LO2 Intellectual Skills Critically evaluate complex debugging scenarios and propose effective solutions using advanced software diagnostics techniques.
LO3 Technical/Practical Skills Apply multi-language debugging strategies across various platforms to systematically resolve software issues.
LO4 Technical/Practical Skills Design research methodologies with self-direction for testing hypotheses in software diagnostics, emphasising critical analysis and synthesis.
LO5 Technical/Practical Skills Effectively utilise an array of diagnostic tools to conduct dynamic and static analysis within diverse computing environments.
LO6 Professional/Transferable Skills Convey complex software diagnostic processes and debug strategies with clarity to specialist and non-specialist audiences alike.

Content Structure

Week Topic
Week 1 Introductory lecture
Introduces the module, outlining its relevance to the field and connections to other topics. It provides an overview of the content structure, key references, and assessment details.
Week 2 Debugging Techniques
This chapter provides a comprehensive understanding of traditional debugging techniques like logging, tracing, and memory dump analysis. Students learn to utilise breakpoints and watches effectively and assess the utility of dynamic and static analyses in detecting issues.
Week 3 Tool Mastery
Chapter two introduces a variety of debugging tools and evaluates their usage in different contexts. Students gain practical experience with these tools, understanding how they can be deployed efficiently in a debugging workflow.
Week 4 Robust Software
The complexities of advanced debugging approaches, including reverse engineering and fault injection, are unpacked in this chapter. Students explore how these techniques can be used to identify deeper software faults within a system.
Week 5 Working Across Languages
This chapter delves into debugging across different languages such as C/C++, Java, Python, and environments like Windows and Linux, highlighting their unique challenges and solutions.
Week 6 Program Analysis
Chapter five covers program analysis techniques from abstract syntax trees to program slicing. Students learn to utilise program analysis methods for software verification and proactive debugging.
Week 7 AI/ML in Debugging
Explore the implementation of AI and ML in software diagnostics, understanding the application of deep neural networks in identifying and repairing software bugs.
Week 8 Fault Diagnosis
Students are equipped with methodologies for unified debugging, fault diagnosis, and program repair, gaining insights into search-based and semantics-based repair strategies.
Week 9 Rigor in Testing
The chapter dissects the role of differential, metamorphic, and regression testing techniques in the debugging process, understanding their contribution to robust software development.
Week 10 Agile Debugging
Learn about agile development debugging techniques, including security vulnerability checks, and handle non-deterministic problems that arise during production.
Week 11 Beyond Debugging
The final chapter explores advanced topics such as the unique challenges of debugging database systems and the impact of flaky tests on software testing and debugging.

Student Workload

The methods of teaching and learning for this module are based on the School's Technical 15 teaching system, consisting of the following activities.

Activity Total hours
Introductory lecture 1.50
Concept learning (knowledge graph) 18.00
AI formative assessment 9.00
Case Study Review 9.00
Workshop/Lab Sessions 13.50
Individual or group assignments 18.00
Independent reading, exploration and practice 51.00
Summative assessment 30.00
Total: 150.00

Teaching and Learning Methods

Activity Description
Introductory lecture

This is the first weekly session, dedicated to providing a comprehensive introduction to the module. The module leader will present an overview of the subject, elucidating its importance within various digital engineering professions and its interrelation with other modules. Students will need no preparation ahead of attending this session.

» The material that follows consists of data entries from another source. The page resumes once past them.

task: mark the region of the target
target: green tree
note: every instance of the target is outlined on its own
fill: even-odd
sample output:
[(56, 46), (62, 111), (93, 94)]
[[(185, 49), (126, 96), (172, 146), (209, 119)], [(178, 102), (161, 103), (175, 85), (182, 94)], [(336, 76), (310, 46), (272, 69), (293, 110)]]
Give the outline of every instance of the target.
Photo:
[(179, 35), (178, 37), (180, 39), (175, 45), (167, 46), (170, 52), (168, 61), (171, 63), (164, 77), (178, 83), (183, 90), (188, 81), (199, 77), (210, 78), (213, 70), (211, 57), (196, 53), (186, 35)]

The module leader will provide a structured breakdown of the content to be covered in the subsequent 9 sessions. Students will also receive an outline of the essential reference materials, alongside suggestions for supplementary reading. The format and criteria for the summative assessment will be delineated, followed by a dedicated period for questions and answers.

A recording of the session will be available to facilitate async engagement for any other student who missed the class, also offering an opportunity to review the content again.

Concept learning (knowledge graph)

Our institution's approach to teaching is primarily based on flipped learning. Ahead of each weekly session (Workshop/Lab), students will be required to study the essential concepts that are used in the coming session so they are familiar with the theories and ideas related to that session. The study material will be in the form of written content, illustrations, pre-recorded lectures and tutorials, and other forms of content provided through the AGS.

This content is self-navigated by the students, accommodating different learning styles and schedules, allowing students to watch or listen to them at their own pace and review them as needed.

AI formative assessment

Once each concept of the theory is studied, students will be prompted to engage in formative assessment with instant AI feedback. They include multiple-choice questions, socratic questions and answers, written questions, role-play and other AI-assisted practice scenarios.

The purpose of this automated formative assessment is to provide students with immediate feedback on their understanding of module material and highlight any areas that need support or further study. They are also used to track student progress, boost motivation and promote accountability.

Case Study Review

In this learning activity, students explore recent real-world case studies relevant to their course topic. The case studies will have been selected and curated by the module leader to represent up-to-date examples. They guide students through key details, contextual factors, and outcomes. This approach enhances students' understanding of current industry trends, challenges, and solutions, preparing them for real-world scenarios they may encounter in their future careers.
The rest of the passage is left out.